As photographers have been setting up their Nikon Z8 and Z9s some questions have come up about a few specific settings. One of those is Active D lighting, found in the shooting menu. The big distinction with in-camera settings is those that affect RAW files and those that only affect JPEGS. We always encourage photographers to photograph using RAW files since this gives you a lot more options to adjust things after capture without any negative processing effects. When you shoot in JPEG mode the camera settings are applied to the image and it is saved as a jpeg, so any further editing may degrade the image. If you really want to open up shadows you want to be photographing in RAW.
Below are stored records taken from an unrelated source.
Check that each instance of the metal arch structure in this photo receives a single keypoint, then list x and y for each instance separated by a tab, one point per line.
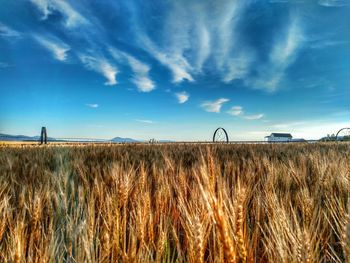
342	129
43	136
220	135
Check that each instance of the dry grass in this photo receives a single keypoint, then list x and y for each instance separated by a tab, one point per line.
175	203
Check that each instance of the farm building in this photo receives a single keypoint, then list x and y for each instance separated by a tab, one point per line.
279	137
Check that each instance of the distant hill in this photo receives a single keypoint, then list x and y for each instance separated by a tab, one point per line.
21	138
8	137
120	139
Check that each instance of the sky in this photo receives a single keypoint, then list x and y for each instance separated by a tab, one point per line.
174	70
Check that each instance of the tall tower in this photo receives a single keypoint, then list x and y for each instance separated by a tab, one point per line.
43	137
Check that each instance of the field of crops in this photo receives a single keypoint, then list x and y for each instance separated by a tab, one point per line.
175	203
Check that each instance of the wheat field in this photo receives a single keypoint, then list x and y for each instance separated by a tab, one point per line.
175	203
What about Active D Lighting? This feature sounds cool…the camera tries to preserve highlight and shadow details, and will apply these adjustments to a jpeg image. If you shoot in RAW you can either use the settings when the image is opened, or just adjust the sliders as you need to…gotta love the flexibility of editing RAW files.
But here is an interesting fact. Turn on your Active D Lighting at high and take a picture. Then take the same image with Active D Lighting turned off. You will notice a stop or more difference in the exposure. So while Active D Lighting isn’t directly affecting the RAW file, it is changing the exposure by a stop or more which will affect the final RAW file. With this in mind I always turn off my Active D Lighting. If I want to change exposure I’ll use exposure compensation.